O artigo 93, V da Constituição Federal trata da remuneração da magistratura. Determina que os subsídios dos magistrados, nos níveis federal e estadual, conforme as respectivas categorias da estrutura judiciária da magistratura nacional, serão fixados em lei, sendo certo que a diferença entre as diversos níveis não poderá ser superior a 10% ou inferior a 5%, nem exceder a 95% do subsídio mensal dos ministros dos Tribunais Superiores, observado o disposto no artigo 37, XI e 39, § 4º, também da Constituição.
Não há dúvida quanto ao paralelismo fixado pelo constituinte, no que respeita às carreiras da magistratura, nos Estados e na União. Por exemplo, se os juízes dos Tribunais Regionais Federais e Tribunais Regionais do Trabalho recebem 95% do que ganham os ministros do STJ e do TST, respectivamente, aos desembargadores dos Tribunais de Justiça dos Estados deverá ser assegurada retribuição mensal no mesmo patamar dos integrantes do segundo grau de jurisdição dos outros segmentos do Judiciário.
O parecer do relator José Pimentel, apresentado na última quinta-feira, golpeia de morte a salutar regra. Na esteira da proposta encaminhada pelo governo (PEC 40/03), propõe que os desembargadores tenham os seus subsídios limitados a 75% do que recebem os ministros do Supremo Tribunal Federal. A proposta é absurda.
Hoje, os membros dos órgãos de segunda instância da Justiça da União recebem 90,25% do subsídio dos ministros do STF. Se é assim, que fundamento ideológico poderia indicar no sentido da distinção proposta? Por que razão os desembargadores, que integram o segundo grau de jurisdição da Justiça Estadual, devem receber 15,25% a menos do que os seus correspondentes da Justiça da União?
Os juízes sempre defenderam a fixação do teto remuneratório do serviço público, por reconhecer os eu caráter moralizador. Mas nunca concordaram com a discriminação, tentada no governo FHC, que se pretende, agora, perpetrar.
O Poder Judiciário organiza-se nacionalmente e é um só. A divisão em duas vertentes, na União e nos Estados, e em segmentos especializados visa à divisão competencial para a otimização da prestação jurisdicional.
Juízes da União e juízes estaduais gozam das mesmas garantias e se submetem às mesmas restrições, que são muitas. Nada autoriza o tratamento diferenciado, em matéria remuneratória, a não ser o intuito de desestabilização do Poder Judiciário que orienta, entre outros aspectos igualmente graves, a distorcida visão do Estado que os atuais governantes revelam.

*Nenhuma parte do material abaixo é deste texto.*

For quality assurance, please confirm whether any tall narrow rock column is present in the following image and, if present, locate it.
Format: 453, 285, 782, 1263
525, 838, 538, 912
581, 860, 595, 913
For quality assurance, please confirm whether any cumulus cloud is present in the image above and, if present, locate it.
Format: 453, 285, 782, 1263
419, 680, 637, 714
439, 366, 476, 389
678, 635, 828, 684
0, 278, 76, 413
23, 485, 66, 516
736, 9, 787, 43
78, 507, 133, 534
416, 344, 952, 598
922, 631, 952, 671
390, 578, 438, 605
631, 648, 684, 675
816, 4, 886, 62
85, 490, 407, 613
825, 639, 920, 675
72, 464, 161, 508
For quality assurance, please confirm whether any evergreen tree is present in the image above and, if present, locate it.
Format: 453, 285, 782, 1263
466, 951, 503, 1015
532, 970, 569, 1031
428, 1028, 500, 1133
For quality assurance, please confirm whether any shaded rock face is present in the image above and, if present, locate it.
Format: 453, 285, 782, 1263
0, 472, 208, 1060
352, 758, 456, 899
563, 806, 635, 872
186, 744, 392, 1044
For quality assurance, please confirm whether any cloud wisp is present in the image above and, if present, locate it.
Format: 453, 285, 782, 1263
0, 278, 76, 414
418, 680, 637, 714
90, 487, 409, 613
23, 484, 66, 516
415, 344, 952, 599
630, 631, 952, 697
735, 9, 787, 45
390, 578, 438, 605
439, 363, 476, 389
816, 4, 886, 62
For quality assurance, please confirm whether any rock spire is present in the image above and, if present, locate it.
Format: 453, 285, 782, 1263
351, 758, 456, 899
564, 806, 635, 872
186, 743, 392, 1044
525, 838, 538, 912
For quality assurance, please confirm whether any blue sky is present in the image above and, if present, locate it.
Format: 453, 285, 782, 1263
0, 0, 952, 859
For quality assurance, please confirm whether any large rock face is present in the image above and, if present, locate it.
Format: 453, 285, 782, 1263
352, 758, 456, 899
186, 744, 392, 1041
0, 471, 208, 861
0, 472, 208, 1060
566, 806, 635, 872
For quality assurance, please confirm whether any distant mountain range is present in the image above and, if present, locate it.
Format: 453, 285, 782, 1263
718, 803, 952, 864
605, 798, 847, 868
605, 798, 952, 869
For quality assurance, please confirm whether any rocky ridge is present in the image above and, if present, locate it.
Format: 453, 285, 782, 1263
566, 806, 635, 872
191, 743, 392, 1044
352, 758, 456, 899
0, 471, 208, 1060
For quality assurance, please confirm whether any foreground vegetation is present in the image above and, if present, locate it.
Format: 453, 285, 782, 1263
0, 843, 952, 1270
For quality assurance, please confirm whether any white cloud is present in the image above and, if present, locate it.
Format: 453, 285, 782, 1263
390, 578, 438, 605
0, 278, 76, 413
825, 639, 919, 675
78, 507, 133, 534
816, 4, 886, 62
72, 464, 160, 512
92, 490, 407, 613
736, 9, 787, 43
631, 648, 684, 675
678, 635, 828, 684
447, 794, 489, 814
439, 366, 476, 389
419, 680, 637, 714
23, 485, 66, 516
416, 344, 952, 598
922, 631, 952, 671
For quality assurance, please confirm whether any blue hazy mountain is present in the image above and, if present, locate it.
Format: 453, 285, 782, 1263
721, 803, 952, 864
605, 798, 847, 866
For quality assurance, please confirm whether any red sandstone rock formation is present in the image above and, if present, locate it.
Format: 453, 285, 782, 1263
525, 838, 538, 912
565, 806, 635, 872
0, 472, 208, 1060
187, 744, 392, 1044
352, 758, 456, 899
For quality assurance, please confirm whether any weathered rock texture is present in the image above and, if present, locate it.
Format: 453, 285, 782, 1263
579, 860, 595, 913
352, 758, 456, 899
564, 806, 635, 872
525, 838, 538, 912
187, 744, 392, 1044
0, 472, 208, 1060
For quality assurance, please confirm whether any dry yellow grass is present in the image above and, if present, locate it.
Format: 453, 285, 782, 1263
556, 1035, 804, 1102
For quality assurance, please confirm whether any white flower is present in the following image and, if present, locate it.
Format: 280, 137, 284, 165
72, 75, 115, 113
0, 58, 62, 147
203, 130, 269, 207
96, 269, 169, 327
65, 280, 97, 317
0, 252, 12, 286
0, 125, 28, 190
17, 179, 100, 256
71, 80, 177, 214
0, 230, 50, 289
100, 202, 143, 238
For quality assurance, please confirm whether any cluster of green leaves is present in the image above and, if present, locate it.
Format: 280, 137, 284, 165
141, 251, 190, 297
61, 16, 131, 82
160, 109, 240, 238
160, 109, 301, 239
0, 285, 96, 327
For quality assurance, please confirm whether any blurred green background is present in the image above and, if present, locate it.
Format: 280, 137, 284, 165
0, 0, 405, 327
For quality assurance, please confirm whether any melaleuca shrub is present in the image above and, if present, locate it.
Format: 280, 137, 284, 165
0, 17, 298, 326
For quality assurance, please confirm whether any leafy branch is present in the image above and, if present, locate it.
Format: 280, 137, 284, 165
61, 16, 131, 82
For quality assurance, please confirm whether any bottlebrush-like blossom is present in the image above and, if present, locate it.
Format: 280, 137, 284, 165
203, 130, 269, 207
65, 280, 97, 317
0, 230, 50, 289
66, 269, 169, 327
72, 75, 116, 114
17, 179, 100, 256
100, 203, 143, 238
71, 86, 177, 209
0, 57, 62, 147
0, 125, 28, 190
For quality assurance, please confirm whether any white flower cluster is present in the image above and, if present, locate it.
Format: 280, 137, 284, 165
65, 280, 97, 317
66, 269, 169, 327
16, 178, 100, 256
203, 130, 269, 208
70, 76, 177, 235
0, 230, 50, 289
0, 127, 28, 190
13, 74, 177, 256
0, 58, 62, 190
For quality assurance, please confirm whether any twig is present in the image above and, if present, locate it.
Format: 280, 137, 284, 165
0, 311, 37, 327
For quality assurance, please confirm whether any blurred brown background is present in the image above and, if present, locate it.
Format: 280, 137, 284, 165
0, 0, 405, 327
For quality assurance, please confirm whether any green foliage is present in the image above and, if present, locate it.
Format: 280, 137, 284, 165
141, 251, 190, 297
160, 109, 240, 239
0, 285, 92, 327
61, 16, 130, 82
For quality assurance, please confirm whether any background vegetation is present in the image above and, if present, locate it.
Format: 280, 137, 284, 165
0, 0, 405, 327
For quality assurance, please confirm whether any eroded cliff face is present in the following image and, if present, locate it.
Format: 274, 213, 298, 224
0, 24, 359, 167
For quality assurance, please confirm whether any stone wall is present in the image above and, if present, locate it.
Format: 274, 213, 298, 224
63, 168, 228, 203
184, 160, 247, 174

Além de absurda, a fixação do subteto para a magistratura nos termos apresentados pelo relator José Pimentel representa quebra da palavra e desprezo por compromissos firmados com as entidades que representam a magistratura nacional, eis que já ajustada a alteração do percentual de 75% para 90,25%, dado que chegou a constar do parecer do relator distribuído minutos antes do anúncio de seu voto no plenário da Comissão Especial da Câmara dos Deputados. Entre honrar o compromisso e barganhar com os governadores, preferiram, como sempre, o segundo caminho.
Aliás, causa espécie a cisma dos governadores com este aspecto. A fixação do limite em 90,15% não trará qualquer conseqüência relevante sob o ponto de vista do Orçamento e, como se sabe, o Judiciário Estadual tem dotação orçamentária própria. Não custa mencionar que todos os argumentos aqui lançados se aplicam à distinção remuneratória que haverá, caso aprovada a PEC, no âmbito do Ministério Público.
Naturalmente, juízes e membros do Ministério Público não irão assistir, impassíveis, à tentativa de desmonte de suas carreiras, que estão na base do Estado Democrático de Direito. Na próxima segunda-feira definirão, em seus fóruns de deliberação, a estratégia de luta para barrar a reforma, que hospeda outras distorções de igual jaez, como a distinção de regras para aposentadoria dos atuais e futuros juízes, que será examinada em outro momento.
Não se deixarão intimidar por bravatas do Executivo. Não se deixarão abater pela subserviência de boa parte dos parlamentares. A unidade da magistratura, já demonstrada em outras memoráveis lutas, certamente fará prevalecer o bom senso e a regularidade constitucional
Hugo Cavalcanti Melo Filho é juiz do trabalho, diretor da Associação dos Magistrados Brasileiros (AMB) e ex-presidente da Associação Nacional dos Magistrados da Justiça do Trabalho (Anamatra).